LE CIEL BRILLANT 〜無職29歳、未経験の仕事に挑戦したらジュエリーデザイナーにこっそり溺愛されてました〜

51 後悔

 なんで出勤しちゃったんだろう。

 藍は自分の行動に疑問だった。

 いや、わかっている。休んではいけない、大人ならば出勤しなくては、と思ったからだ。

 それが自分の思い込みだともわかっている。

 派遣時代は急な病欠などは派遣切りの理由になると恐れていた。だから無理してでも出勤していた。その名残だ。

 まあいいいや、と藍は思い直す。今日の終わりに辞めたいって言おう。そのために来たと思えば。

 なんとなく、割れたアクアマリンも持ってきてしまった。持ち歩くのは、もうすっかり習慣づいてしまっていた。

 もっと早く決断するべきだった。そしたらアクアマリンも割れなかったのに。

 悔やんでも悔やみきれない。

 頬に湿布をはっているから、お客さんにびっくりされることもあった。

 ごめんなさい、お客様、店長。もう今日だけだから。

 すでに胸の痛みは消えていた。感じなくなっていた。なにかが壊れ、凍てついたようだった。

 へらへらと笑って過ごす。

 瑠璃も出勤していた。てきぱきと作業をしてはいたが、いつもの精彩さはなかった。

 金曜日に来た眼鏡の婦人がまた現れ、藍の顔をみて驚いていた。

「どうしたの」

「ちょっと転んでしまって」

 下手な嘘だな、と自分でも思う。だが婦人は追及しなかった。

「今日はね、また修理してほしいものを持ってきたの」

 応接ブースに案内すると、婦人はバッグからハンカチに包まれたブローチを取り出した。

「これはカメオですね。すごく素敵です」

「そうそう。シェルカメオよ。アンティークなの」

 カメオとは浮き彫りのことを言う。貝で作られたカメオをシェルカメオ、石で作られたものをストーンカメオといい、その起源は紀元前三世紀だという。

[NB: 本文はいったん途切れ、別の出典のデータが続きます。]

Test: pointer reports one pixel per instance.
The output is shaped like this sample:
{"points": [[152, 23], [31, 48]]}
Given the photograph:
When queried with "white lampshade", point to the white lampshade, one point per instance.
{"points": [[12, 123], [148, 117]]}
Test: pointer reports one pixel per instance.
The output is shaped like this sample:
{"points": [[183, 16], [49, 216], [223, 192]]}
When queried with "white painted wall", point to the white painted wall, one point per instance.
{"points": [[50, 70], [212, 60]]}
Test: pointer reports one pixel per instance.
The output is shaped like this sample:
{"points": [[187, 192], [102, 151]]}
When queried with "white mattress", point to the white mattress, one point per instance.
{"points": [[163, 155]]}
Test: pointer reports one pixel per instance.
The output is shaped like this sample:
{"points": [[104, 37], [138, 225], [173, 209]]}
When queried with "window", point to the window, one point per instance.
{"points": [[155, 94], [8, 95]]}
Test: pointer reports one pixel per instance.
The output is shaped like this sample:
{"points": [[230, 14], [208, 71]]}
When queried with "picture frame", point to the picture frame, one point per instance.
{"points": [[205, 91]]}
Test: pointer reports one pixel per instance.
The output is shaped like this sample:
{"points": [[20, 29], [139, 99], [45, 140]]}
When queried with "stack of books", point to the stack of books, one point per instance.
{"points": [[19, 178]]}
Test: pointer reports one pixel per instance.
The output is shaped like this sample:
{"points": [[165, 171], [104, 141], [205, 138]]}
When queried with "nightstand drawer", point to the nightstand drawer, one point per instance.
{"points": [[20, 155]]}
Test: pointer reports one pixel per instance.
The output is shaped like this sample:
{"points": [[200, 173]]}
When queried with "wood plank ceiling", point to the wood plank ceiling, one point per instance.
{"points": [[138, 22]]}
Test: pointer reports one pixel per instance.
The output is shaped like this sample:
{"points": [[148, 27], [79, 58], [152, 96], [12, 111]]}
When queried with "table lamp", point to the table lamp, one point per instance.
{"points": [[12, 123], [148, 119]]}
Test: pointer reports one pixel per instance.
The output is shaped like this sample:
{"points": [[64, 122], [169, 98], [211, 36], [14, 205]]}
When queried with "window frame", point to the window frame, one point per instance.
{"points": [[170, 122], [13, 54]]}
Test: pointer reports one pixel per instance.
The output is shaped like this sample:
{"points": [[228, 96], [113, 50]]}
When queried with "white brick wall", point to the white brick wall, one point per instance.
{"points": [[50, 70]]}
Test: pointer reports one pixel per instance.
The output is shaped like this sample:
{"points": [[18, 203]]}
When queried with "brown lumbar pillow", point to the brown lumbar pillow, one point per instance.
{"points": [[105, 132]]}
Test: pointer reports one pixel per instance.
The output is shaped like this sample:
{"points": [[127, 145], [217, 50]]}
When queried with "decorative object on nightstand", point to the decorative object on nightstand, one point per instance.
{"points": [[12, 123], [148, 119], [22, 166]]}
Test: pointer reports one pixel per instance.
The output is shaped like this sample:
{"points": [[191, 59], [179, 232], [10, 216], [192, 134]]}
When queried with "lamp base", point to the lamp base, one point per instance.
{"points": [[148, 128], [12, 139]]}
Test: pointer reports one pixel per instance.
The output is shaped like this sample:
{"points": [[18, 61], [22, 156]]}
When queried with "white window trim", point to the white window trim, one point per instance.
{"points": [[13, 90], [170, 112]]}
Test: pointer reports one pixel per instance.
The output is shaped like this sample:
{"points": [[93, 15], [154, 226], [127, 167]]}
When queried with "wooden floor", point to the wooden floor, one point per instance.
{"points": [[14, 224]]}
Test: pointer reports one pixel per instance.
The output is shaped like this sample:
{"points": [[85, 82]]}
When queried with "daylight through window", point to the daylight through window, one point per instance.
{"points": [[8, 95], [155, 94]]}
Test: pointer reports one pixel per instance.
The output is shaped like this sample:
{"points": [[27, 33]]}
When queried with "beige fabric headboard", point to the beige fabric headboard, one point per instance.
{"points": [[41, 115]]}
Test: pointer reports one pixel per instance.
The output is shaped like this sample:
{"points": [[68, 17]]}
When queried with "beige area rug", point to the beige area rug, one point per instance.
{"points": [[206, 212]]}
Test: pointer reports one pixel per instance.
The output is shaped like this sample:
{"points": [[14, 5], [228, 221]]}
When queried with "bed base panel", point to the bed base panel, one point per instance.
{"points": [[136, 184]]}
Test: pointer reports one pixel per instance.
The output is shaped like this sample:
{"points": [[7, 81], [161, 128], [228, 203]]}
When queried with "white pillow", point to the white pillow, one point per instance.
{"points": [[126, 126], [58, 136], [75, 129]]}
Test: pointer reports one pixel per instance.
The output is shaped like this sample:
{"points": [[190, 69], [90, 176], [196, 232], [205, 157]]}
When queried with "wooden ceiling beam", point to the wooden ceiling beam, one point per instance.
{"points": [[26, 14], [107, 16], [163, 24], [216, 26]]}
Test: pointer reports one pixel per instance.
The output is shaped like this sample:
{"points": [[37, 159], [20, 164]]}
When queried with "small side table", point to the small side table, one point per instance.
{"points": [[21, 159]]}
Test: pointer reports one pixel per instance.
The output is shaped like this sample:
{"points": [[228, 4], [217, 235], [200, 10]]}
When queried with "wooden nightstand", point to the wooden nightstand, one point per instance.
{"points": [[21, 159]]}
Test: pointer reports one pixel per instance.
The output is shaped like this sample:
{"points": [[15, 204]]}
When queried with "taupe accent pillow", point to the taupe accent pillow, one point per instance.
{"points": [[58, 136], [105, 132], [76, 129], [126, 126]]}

 婦人が持ってきたシェルカメオは、天然の貝が層になっているのを利用して白と褐色(かっしょく)を配置し、美しい女性の横顔を浮かび上がらせている。

 アンティークということは、少なくとも100年前のもの、ということになる。

「金具がこわれちゃって」

 そう言って、ブローチピンの根本がはずれているのを見せる。

「こんなに素敵なの、眠らせておきたくないですよね」

「そうなのよ。彫が深いのに繊細(せんさい)なラインがいいでしょう? 最近はジュエリーショップでは新品のカメオを見ないしね。掘り出し物なの」
 ひとしきり婦人の解説を聞き、藍は純麗や瑶煌に確認しつつ、修理の受付をおこなった。

 こうして新しいことを覚えても、もう役に立つことはないのに。

 虚しい気持ちが広がる。

 だが、一生懸命に笑顔を作って婦人の対応をした。

 帰り際、婦人は困ったような心配そうな顔をして言った。

「泣きそうな顔をしているわ。大丈夫?」

 藍は驚いて婦人の顔を見返す。笑顔を作っているつもりだったのに。

「大丈夫です」

 精一杯微笑んでみせる。

「無理しないでね」

 気遣いの言葉を残し、婦人は帰っていった。

 あのご婦人がカメオを受け取りに来るとき、もう私はここにいない。

 昨日枯れるほど泣いたはずなのに、また涙があふれそうだった。